By Mike Morin - For The Telegraph | Oct 2, 2021

Mike Morin

Just when you thought you could jump into your car and be alone without Siri or any other artificially-intelligent Big Brother snitch, you would be wrong. With a $49 device, you can now have the convenience, or if you prefer, intrusion of Amazon’s Alexa as your new back seat driver.

But today’s lecture is far more subtle and sinister than your talking devices. If you drive a fairly recent car, the onboard computer system is keeping score of every lane change and every jack rabbit start of whomever is operating the vehicle.

Artificial intelligence has come to your car and I don’t mean in the form of a black box in case you have an accident. Your car records your driving habits and uses the stream of ongoing data to help your vehicle run more efficiently.

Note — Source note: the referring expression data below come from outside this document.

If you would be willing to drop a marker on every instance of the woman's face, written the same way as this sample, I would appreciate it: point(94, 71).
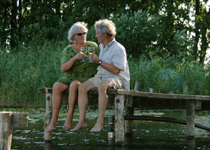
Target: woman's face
point(100, 36)
point(80, 36)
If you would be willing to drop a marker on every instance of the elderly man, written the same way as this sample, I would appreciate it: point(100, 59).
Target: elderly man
point(113, 73)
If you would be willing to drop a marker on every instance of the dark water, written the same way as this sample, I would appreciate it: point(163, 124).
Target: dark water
point(147, 135)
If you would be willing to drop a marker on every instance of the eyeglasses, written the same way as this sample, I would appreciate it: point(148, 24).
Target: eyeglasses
point(80, 34)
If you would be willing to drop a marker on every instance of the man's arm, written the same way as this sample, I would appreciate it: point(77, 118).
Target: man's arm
point(108, 67)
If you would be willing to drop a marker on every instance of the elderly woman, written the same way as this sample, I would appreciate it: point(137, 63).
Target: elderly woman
point(75, 72)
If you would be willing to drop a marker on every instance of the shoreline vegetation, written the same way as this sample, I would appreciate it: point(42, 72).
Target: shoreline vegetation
point(33, 67)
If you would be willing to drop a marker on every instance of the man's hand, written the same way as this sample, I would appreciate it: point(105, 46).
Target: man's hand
point(94, 58)
point(80, 56)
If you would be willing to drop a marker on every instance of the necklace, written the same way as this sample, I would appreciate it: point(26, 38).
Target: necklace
point(77, 47)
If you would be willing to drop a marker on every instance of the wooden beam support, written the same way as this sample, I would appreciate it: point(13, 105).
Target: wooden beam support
point(119, 118)
point(48, 116)
point(190, 117)
point(7, 121)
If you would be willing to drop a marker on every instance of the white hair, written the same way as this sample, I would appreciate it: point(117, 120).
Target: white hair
point(74, 30)
point(106, 26)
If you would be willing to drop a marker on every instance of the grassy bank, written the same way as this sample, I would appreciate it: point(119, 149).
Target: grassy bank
point(32, 67)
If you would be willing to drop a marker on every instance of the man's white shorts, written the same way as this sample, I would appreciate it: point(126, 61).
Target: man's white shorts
point(116, 83)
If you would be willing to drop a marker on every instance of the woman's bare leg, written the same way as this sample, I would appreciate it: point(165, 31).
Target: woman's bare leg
point(58, 88)
point(73, 93)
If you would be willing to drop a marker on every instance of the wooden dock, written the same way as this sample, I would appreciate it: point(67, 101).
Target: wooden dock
point(130, 99)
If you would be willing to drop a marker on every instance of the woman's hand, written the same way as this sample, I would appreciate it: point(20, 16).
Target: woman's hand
point(94, 58)
point(80, 56)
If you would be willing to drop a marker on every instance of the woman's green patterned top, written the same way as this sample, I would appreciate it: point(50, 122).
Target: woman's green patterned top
point(81, 71)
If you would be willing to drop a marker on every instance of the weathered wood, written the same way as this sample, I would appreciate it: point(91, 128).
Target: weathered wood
point(119, 118)
point(145, 100)
point(48, 116)
point(130, 111)
point(20, 119)
point(147, 95)
point(5, 130)
point(190, 117)
point(7, 121)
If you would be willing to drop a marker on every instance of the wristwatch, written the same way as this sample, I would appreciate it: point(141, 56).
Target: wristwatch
point(99, 62)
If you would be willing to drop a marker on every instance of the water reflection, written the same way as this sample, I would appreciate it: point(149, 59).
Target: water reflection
point(146, 134)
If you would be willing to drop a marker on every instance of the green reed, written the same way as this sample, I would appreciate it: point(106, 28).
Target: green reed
point(34, 66)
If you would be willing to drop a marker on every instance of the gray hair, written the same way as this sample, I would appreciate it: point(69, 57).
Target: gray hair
point(74, 30)
point(106, 26)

“Cars are really smart. They anticipate the way you drive. Depending on your acceleration habits, it adapts the car’s shift patterns and fuel delivery,” according to Ron Poirier, owner of Bob and Sons Automotive in Manchester. He and auto expert Dick Horan are weekly guests on a radio show I moderate, Talking Cars, on WFEA.

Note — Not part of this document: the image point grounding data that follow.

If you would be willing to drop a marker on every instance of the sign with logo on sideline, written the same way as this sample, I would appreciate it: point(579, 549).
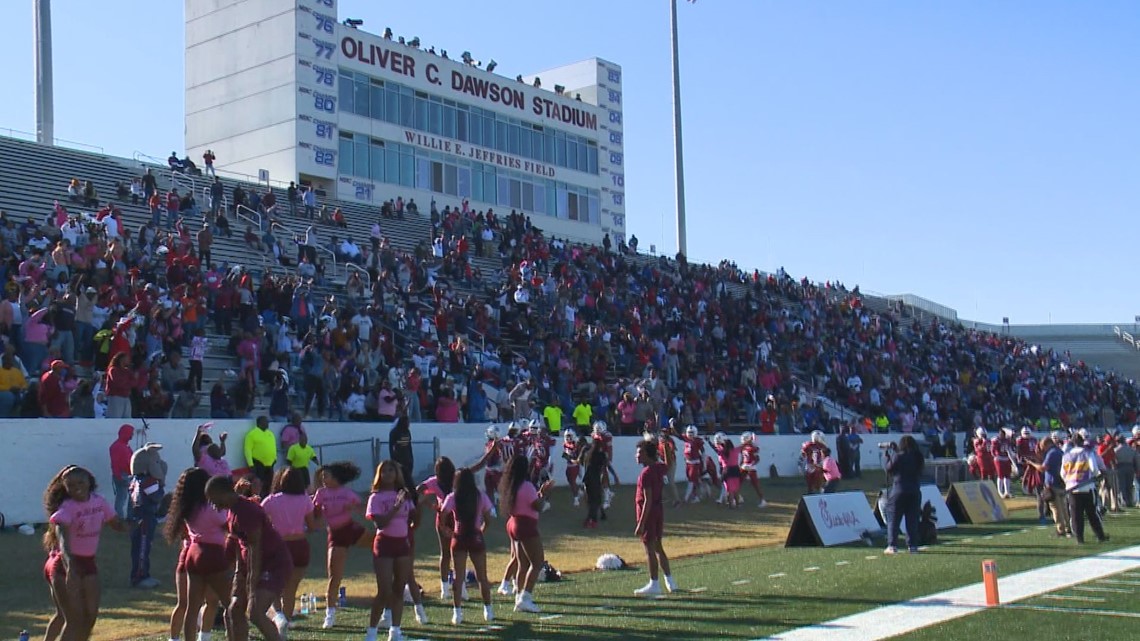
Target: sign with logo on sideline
point(976, 502)
point(831, 519)
point(930, 494)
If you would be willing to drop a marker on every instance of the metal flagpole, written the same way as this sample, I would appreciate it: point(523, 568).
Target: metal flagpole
point(678, 154)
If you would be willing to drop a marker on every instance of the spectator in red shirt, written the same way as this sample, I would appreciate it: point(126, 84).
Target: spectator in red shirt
point(121, 468)
point(53, 398)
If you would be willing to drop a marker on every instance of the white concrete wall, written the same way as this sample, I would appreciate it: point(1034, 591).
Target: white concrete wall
point(39, 448)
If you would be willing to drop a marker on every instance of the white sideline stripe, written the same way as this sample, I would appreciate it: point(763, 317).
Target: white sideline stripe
point(1096, 589)
point(1073, 598)
point(1092, 611)
point(900, 618)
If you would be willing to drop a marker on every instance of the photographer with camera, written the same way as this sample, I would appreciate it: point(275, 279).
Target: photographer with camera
point(904, 465)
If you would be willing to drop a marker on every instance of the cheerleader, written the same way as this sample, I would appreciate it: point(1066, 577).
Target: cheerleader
point(812, 455)
point(521, 501)
point(201, 575)
point(335, 503)
point(650, 514)
point(730, 465)
point(694, 461)
point(570, 454)
point(432, 492)
point(465, 512)
point(983, 465)
point(75, 518)
point(291, 512)
point(749, 460)
point(263, 566)
point(391, 508)
point(1003, 467)
point(493, 463)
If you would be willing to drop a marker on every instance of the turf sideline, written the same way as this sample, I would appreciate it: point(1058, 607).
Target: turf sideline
point(892, 621)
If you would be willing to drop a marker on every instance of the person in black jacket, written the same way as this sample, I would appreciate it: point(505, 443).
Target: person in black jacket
point(904, 464)
point(399, 446)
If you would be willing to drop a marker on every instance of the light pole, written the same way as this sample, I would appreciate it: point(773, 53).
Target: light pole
point(677, 149)
point(45, 118)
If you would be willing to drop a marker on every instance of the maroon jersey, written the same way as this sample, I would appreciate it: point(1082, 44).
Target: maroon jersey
point(694, 451)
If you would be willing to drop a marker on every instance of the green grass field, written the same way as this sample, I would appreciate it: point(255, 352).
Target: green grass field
point(737, 581)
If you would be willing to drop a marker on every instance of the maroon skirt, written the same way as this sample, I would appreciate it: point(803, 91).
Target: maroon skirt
point(521, 528)
point(345, 535)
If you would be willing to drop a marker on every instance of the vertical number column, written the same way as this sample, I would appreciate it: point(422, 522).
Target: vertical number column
point(317, 62)
point(611, 146)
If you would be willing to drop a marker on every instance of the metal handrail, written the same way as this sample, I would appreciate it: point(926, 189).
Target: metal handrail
point(257, 220)
point(33, 138)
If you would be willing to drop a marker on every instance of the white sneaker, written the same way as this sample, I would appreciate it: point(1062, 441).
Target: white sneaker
point(523, 603)
point(650, 589)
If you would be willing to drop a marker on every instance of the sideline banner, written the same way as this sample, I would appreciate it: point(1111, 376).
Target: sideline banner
point(831, 519)
point(976, 502)
point(930, 495)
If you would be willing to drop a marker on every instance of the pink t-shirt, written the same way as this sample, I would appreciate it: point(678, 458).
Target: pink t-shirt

That should really creep out the privacy fanatics reading this. I asked Ron if most people knew their cars were operating based on driving habits with artificial intelligence.

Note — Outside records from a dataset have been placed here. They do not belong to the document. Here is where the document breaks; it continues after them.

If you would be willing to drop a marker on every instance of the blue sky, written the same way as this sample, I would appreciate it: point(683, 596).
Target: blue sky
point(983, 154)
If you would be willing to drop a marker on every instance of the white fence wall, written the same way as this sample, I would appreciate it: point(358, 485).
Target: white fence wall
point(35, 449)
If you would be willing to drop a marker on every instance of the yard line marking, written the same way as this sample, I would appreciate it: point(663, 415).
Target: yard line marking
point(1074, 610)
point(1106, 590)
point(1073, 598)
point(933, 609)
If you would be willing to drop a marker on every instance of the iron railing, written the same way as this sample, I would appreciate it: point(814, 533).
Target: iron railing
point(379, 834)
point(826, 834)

“I think most people don’t know,” Ron confessed. I had to dumb it down for myself to grasp the concept and will offer another example. Your car has numbered memory buttons so you can adjust your seat position without manually doing so if somebody changed it while borrowing your ride. Your sophisticated and nosey computer, under the guise of being helpful, tracks your braking, speeding and parking repetitions and adjusts the operation while you drive.

In a way, this isn’t new. For years, some insurance companies have been offering “safe driver” discounts by giving you a device that tracks how you drive. If you speed or brake excessively, expect your rates to possibly increase. Add the GPS component and big brother insurers like Flo from Progressive or Jake from State Farm will have proof you sped through a school zone or tend to roll through stop signs. Participation is optional and you can opt out when you want.

Ron assured me that when you change drivers, the car’s A.I. senses it, especially when two people share a family car.

“If you got in your wife’s car and used it for a week and then gave it back to her she might say, ‘What did you do to my car because it doesn’t run the same as when I gave it to you?'” Then you’d reply, “I just drove your car the way I drive.” But you don’t drive your car the way your wife drives her car and the computer knows that and apparently compensates accordingly.

I sure hope my Sleep Number Bed isn’t as nosey as my Toyota. If it is, I’d better slow down, if you catch my drift.